Madison, Carter, and "A"
This week has been full of finishing up (we hope) our end of paperwork and running around for the Baptist Home. TB tests have been done, paperwork notarized, and we've sent our money to the State Police for our background checks. (which was odd to pay my husband's own people for the service..) I think we may be done. Now we wait.
We'll have a home visit soon, and for some reason I'm freaked out about that. I have no idea why. I even am VERY close with the woman that's doing it. We've gone to church together for a couple of years now. I asked her Sunday,
"What exactly are you looking for when you do a home visit?"
She sort of laughed that I would even ask and explained that she was just making sure it was a safe, clean home. Of course this just sent me into wondering if our house was clean enough.. and safe enough.
Once all of our references have sent in their paperwork and everything is completed on the Children's Home's end... I suppose that means we'll be done. Then what? Who? How many? Why am I getting nervous here?!

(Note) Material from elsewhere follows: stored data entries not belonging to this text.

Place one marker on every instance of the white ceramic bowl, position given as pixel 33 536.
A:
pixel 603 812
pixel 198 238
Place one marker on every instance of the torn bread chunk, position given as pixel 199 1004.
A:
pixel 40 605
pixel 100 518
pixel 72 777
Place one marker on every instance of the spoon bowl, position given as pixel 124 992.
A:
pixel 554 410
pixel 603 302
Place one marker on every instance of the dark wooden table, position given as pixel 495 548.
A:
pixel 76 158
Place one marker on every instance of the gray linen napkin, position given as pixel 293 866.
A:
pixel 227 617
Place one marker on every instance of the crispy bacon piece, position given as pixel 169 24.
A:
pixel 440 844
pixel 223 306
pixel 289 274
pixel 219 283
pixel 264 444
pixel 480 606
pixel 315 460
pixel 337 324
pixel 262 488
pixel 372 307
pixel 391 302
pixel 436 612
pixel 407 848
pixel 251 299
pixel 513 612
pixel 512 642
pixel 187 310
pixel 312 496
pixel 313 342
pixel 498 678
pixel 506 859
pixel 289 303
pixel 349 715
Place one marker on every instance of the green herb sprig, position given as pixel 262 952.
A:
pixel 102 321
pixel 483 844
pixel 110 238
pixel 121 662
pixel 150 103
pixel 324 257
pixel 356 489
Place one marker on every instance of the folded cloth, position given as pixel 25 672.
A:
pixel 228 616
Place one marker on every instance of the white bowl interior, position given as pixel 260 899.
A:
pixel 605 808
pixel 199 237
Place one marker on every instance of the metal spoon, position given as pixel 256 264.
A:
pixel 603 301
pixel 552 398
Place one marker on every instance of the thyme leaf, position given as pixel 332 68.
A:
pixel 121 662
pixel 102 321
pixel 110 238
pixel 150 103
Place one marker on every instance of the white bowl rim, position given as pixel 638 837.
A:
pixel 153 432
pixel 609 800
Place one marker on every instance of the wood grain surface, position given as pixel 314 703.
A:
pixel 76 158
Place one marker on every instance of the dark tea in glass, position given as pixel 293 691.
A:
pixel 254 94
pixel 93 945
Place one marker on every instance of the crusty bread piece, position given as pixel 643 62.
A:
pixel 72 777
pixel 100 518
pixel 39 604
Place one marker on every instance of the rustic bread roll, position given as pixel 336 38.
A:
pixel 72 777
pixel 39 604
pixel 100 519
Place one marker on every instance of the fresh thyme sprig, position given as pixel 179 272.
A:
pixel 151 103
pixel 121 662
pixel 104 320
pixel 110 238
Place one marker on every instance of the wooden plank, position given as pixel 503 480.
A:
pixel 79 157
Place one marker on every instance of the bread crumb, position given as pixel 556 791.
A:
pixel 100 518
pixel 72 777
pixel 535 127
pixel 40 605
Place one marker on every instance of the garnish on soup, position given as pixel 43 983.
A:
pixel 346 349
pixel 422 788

When I started looking into this several months ago, I sort of thought it wasn't too big of a deal. Like these kids would be similar to having our kids' friends over to play and nothing more. Getting to get a glimpse into this with being blessed with "A" getting to come over once or twice a week has proven that theory dead wrong.
When they bond with you, when they bond with your family, and when you bond with them... it's hard. When they explain you're the first "real" home they've been in in over a year... it's hard. When they tear up loading into the van to go back.. it's really hard. When they ask, "Can you just please call and see if I can stay just this one night? Please?".. it's super hard. When you want to do more than you are allowed... it's hard.
But, this is where God has put our hearts. From the first minute I stepped foot into the girls' cottage, I knew it. This is where he's been pulling us. This is where he wants us to start this journey.
Since "A" cannot have a family friend, we're only allowed to be a "friend." This is very different. Limited visits, no staying the night, things of that nature. With a child that is allowed to have a family friend, they can spend two complete weekends each month with us. They can stay the night. We can be as involved as we want to be. This makes me really really joyful and excited - and super afraid.
These kids have had their hearts broken. Some of them hide it so well.. like "A." It comes out in small tears, on rare occasions. Others are more outward with their anger and sadness. Who can blame them?! All they want is a home. A family. Love and acceptance. There are so many of them.. and so few helping it seems. What does this say to them about who they are? I know that "A" has said several times that she is so happy that a REAL family lets her come to play! That we like her enough to spend so much time with her. If you knew this kid.. you would be crying at this statement. She really believes it's HER. Because her parents are the way they are, and cannot raise her, that this means something is unlikable or unlovable about HER. I have to imagine that this is a common theme amongst children in her situation.
So, we're choosing not to live in fear. As I told a friend on the phone yesterday,
"We may not be the best home. We may not handle everything these kids throw at us the perfect way. But we're going to try our hardest to love them and be better than what they have."
I feel like for the longest time I would see children like this and would think,
"That is so horrible. Someone should do something about that..."
I refuse to sit back and do nothing now. My youngest child is finally old enough that I can take on more. So, here we go. It's been a fairly lengthy process of paperwork, tests, etc.. and we're still not finished. Once we are, I am simply choosing to trust that God will work all of this out. He will give us the words to say to a hurting child, he will give us the love to give, and the patience to wait if need be.
Fear keeps us from doing so much of God's work. Is fear keeping you from fulfilling anything that God might be pulling you towards? Can you let go and trust that if he leads you there, that he will not leave you there alone?